ГЛАВА 6
Мы все идем и идем — и, кажется, прошли уже много километров — и все никуда не приходим. Клянусь, эти деревья я уже видела несколько раз. Я выплакала все слезы. Страх сидит в груди, отказываясь уходить, радостно скрестив ножки и напевая свою раздражающую песенку, которая мучает меня с каждой секундой все сильнее.
В это все еще невозможно поверить.
Говорят, что когда случается что-то особенно абсурдное, нереальное, человеческий мозг просто не способен в это поверить сразу. Наш разум выстраивает тысячи возможных разных сценариев, потому что не в силах принять холодную реальность. Вот примерно это я и чувствую. Да, прошли часы, и никто не явился к нам и не сказал, что это шутка. Да, мы идем и идем, уставшие и разбитые. Да, день уже заканчивается и вот-вот наступит ночь.
Это не может быть реальностью.
Как будто может быть какое-то другое логическое объяснение.
Я много читаю. Я читала о серийных убийцах, читала хорошие триллеры и саспенс, но это все…
— Не отставай, Лара, — рявкает Ноа, отвлекая меня от моих мыслей.
— Я делаю все, что могу, — устало говорю я. — Мы шли почти весь день.

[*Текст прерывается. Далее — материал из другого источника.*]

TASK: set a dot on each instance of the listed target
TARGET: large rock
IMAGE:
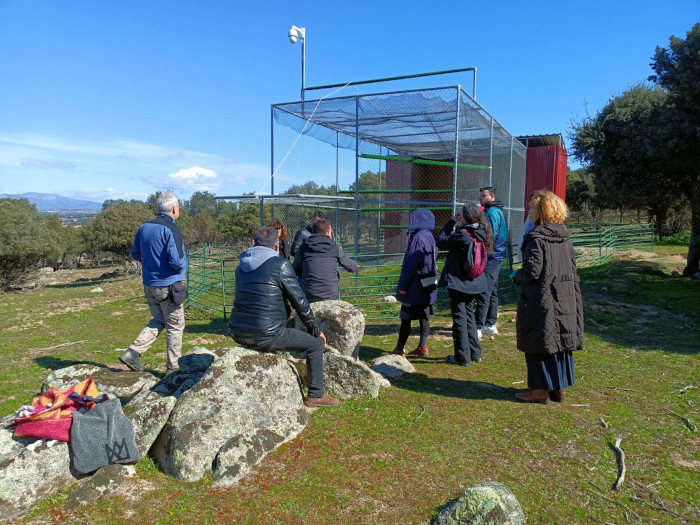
(148, 412)
(344, 376)
(485, 504)
(36, 472)
(10, 445)
(113, 382)
(105, 481)
(392, 366)
(342, 323)
(246, 401)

Он поворачивается ко мне лицом, скрестив руки на груди.
— Ты бы предпочла сидеть и ждать, пока нас убьют?
Моя нижняя губа дрожит.
— Не надо, Ноа. Мне тоже страшно.
— Из этой ситуации есть только один выход — найти его самим. Этот человек умен, но идеальных планов не бывает.
— Ну, где бы ни были, мы можем с уверенностью сказать, что вокруг никого нет.
— Не думаю, — говорит Ноа, отодвигая толстую ветку в сторону и пропуская меня. — Этот человек должен быть достаточно близко, чтобы иметь возможность охотиться, вести свою извращенную игру, а это значит, что должен быть вход и выход.
Я усмехаюсь.
— Разве не это мы искали все это время? Выход?
Ноа смотрит на меня, а я смотрю на свои ноги — я иду теперь без обуви, потому что никто не может идти через лес на каблуках.
Он наклоняется ближе.
— Послушай, Лара, я, может, и не прочел тысячу чертовых книг, но и не дурак.
— Я этого и не говорила, — тихо отвечаю я.
Он отступает, разворачивается и снова идет вперед.
— Я подумаю, как нам быть, но, если учесть, что мы уже потратили впустую день, время тоже играет роль.
— Если мы выдохнемся, то просто не сможем играть в его игру, — осторожно говорю я.
Ноа останавливается, вытирая пот со лба тыльной стороной ладони.
— Я знаю, но он не глуп. Я видел несколько кокосовых пальм и ручей, а это значит, что он позаботился о том, чтобы мы смогли найти еду и воду. Он не хочет, чтобы мы были слабыми — это не пойдет на пользу его игре. Этот человек умен, он знает, что в конце концов мы остановимся и поедим, отдохнем и перевяжем раны, потому что мы тоже не глупы. Он на это рассчитывает.
Ноа наверняка прав, абсолютно прав, даже если я не хочу признавать эту правоту. Тот ублюдок хочет, чтобы мы были сильными; он хочет, чтобы мы были вызовом для него. Вот почему он выбрал нас. Он думает, что раскусил нас, он думает, что знает нас. Может, так и есть. Я не знаю. Я больше ничего не знаю.
В горле поднимается желчь, и я останавливаюсь, прижимая руку к коре толстого старого дерева.
— Он все упростил, — продолжает Ноа, не обращая на меня внимания. — Но не до совершенной простоты. Воды в ручье хоть отбавляй, но большую часть дня мы идем на своих двоих, так что нам нужно придумать, как взять ее с собой, учитывая, что ручей нам попался только один. Тут полно пальм, но они высокие и забраться будет трудно. Нам ничего не дали просто так.